彼は流れるような優雅さで部屋に入り、ベッドサイドテーブルから水の入ったグラスを取り上げ、私に差し出した。その仕草は意外なほど思いやりのあるものだったが、彼の表情は読み取れないままだった。

「ありがとうございます」慎重に一口飲んでから、私は言った。彼が手を引っ込める際に、その手に目が留まった――長く優美な指をしていたが、そこには昨夜、嫌というほど思い知らされた力強さもあった。その手が、薬物による酩酊状態の中で私が溺れるのを防いでくれたのだ。

「あの……私の服のことですが……」私は気まずく切り出し、やましいことのない説明があることを必死に願った。

彼の口の片端がわずかに上がった。「ミス・テイラー、ご心配なく。昨夜は何事もありませんでした。あなたの服は氷風呂のせいでずぶ濡れでした――あなたの体内の薬物に対する必要な処置だったのです。あなたが眠りについた後、メイドが脱がせたのです」

私は頷き、安堵感が押し寄せた。それから、何かが腑に落ちた。「どうして私の名前を?」

わずかな笑みは消え、もっと打算的な何かに取って代わられた。「見出しをご覧になるべきでしたよ、ミス・テイラー。妹のアレクサンダー・スタークとの婚約を呪った、捨てられた婚約者。実にドラマチックだ」

顔からさっと血の気が引いた。手が震え始め、それを隠すために絹のシーツを握りしめた。そうだった。もちろん、話は広まっていたのだ。非情なウォール街の世界では、この種のスキャンダルは金よりも価値がある。

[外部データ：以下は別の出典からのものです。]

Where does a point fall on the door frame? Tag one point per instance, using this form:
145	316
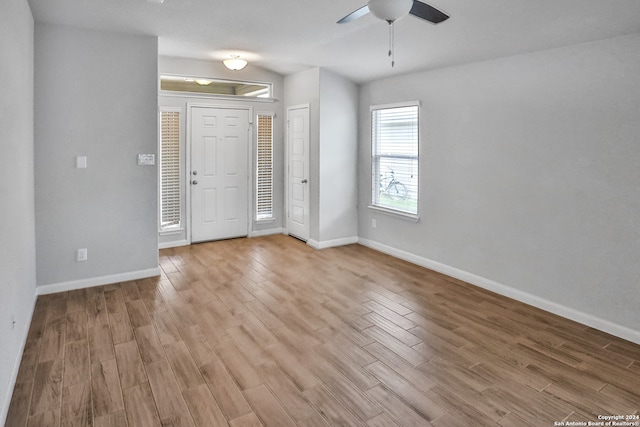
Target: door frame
187	172
286	168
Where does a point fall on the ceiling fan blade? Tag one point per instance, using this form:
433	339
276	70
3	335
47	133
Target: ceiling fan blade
427	12
355	15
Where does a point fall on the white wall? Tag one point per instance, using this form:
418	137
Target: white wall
338	216
95	96
529	178
215	69
17	233
333	107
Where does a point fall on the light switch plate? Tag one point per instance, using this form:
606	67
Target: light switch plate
146	159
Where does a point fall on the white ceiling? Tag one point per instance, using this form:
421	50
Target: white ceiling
291	35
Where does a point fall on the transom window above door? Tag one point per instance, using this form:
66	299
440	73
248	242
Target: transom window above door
216	87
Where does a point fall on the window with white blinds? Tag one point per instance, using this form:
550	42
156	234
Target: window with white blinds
395	159
264	173
170	170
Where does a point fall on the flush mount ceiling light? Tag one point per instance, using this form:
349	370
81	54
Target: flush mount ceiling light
235	63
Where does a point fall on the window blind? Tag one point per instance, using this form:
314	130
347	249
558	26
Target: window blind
170	169
264	184
394	164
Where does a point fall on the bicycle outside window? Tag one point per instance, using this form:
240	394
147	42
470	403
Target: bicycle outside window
395	157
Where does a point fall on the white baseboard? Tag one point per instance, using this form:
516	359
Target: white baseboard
332	243
499	288
97	281
16	364
174	244
267	232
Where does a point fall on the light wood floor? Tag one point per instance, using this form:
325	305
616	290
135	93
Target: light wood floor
267	331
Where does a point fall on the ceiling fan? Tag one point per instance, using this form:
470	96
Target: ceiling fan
393	10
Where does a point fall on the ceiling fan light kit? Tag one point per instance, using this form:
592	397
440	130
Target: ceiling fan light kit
390	10
393	10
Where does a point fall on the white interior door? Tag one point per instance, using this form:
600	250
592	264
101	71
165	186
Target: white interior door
219	173
298	172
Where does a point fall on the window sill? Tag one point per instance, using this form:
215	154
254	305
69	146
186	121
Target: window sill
398	214
265	220
171	231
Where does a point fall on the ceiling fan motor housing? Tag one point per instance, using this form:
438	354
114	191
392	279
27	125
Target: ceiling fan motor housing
390	10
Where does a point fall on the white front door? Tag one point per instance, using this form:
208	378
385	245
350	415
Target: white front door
219	173
298	171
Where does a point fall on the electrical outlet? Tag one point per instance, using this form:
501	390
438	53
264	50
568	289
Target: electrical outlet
81	255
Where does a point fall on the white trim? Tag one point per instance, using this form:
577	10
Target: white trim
215	97
395	105
267	232
16	364
173	244
96	281
332	243
587	319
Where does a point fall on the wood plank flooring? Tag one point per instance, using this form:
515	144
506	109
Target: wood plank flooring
267	331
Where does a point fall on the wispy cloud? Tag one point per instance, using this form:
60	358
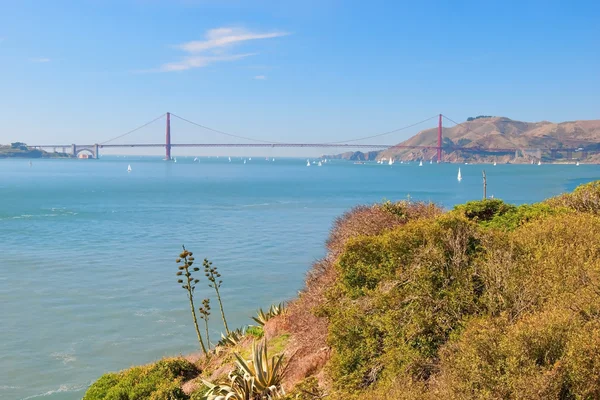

「あなたに関するその噂ですがね、ミス・テイラー」彼は続けた、その黒い瞳は私の顔から決して離れない。「いくつものバージョンが出回っているようです。どれについて私が詳しくお教えしましょうか?」

彼の口調に、背筋に冷たいものが走った。これは単なる好奇心ではない。これは……何か別のものだ。背後に明確な意図がある何か。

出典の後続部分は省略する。